Mi è capitato, al forno sotto casa, che la signora non mi volesse più vendere il pane perché, nella puntata vista la sera prima, avevo lasciato Gassman. (ride, ndr)

 

E visto questo episodio, non temi che la gente da casa possa associarti un po’ troppo al tuo personaggio? Succede spesso ai protagonisti delle fiction..

No, non credo e se dovesse accadere mi verrebbe da ridere. Soprattutto se ripenso ai personaggi che ho interpretato al cinema: quasi sempre odiosi ed insopportabili.

Fai riferimento a Ginevra di ‘A Casa Tutti Bene’?

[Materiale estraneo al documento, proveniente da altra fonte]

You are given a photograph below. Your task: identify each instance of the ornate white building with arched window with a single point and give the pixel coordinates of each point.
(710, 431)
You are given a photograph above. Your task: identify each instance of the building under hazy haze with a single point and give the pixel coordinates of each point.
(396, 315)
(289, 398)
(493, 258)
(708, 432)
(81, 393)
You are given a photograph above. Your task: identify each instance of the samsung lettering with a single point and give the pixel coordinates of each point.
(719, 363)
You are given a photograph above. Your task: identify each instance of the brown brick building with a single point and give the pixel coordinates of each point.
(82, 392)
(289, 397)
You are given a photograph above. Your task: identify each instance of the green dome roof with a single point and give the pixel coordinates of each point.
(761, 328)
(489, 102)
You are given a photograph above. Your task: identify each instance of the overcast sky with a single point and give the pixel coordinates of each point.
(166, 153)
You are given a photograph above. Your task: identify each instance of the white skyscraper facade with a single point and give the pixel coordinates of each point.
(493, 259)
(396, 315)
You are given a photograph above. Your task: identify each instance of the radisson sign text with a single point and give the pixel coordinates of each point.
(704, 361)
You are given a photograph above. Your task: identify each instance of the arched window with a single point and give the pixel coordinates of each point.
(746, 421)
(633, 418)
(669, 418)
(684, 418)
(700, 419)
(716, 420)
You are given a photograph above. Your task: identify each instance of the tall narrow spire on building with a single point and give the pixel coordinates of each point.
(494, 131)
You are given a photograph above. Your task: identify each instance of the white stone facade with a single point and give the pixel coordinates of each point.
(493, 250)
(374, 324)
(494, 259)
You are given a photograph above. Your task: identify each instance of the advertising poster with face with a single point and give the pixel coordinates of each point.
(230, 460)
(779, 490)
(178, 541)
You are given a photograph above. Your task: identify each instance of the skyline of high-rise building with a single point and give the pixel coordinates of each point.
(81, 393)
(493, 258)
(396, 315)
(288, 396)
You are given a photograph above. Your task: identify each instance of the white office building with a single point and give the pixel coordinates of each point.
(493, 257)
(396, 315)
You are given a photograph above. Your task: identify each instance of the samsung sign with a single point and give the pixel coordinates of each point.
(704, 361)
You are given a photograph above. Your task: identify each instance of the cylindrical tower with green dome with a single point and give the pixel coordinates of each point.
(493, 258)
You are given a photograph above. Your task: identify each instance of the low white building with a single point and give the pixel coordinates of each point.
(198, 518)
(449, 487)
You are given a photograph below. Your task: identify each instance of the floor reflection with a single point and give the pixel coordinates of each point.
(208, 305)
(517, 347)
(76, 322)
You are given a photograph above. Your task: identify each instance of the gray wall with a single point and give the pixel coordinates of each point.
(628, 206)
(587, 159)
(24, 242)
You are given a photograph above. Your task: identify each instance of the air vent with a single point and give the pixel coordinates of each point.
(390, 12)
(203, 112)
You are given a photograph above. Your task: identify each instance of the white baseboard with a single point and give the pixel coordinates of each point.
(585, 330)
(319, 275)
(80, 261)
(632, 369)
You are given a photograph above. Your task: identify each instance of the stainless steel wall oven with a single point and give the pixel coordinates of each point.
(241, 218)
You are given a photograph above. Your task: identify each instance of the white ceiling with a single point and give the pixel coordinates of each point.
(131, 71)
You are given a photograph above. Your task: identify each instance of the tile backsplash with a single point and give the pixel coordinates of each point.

Sì, soprattutto e non sai quante persone mi dicono di somigliarle. 

Ph: Andrea Maddaluno

Da come lo dici sembreresti molto lontana da quel personaggio lì..

Lontana? Lontanissima direi. Ci ho lavorato davvero tanto prima di iniziare a girare. Mi sono interrogata molto sul perché una donna decida di comportarsi in quella maniera.

E che risposta ti sei data?

Che era il suo modo di difendere il ruolo che aveva all’interno della famiglia. Sono state tante le donne a parlarmi della loro somiglianza a Ginevra, così come sono stati tanti gli uomini che mi hanno detto di avere al proprio fianco delle mogli così. 

Roba da psicoterapia collettiva.

Sì, infatti agli uomini chiedevo subito: “e tu cosa fai per far in modo che lei non si comporti così?”. Scene da film.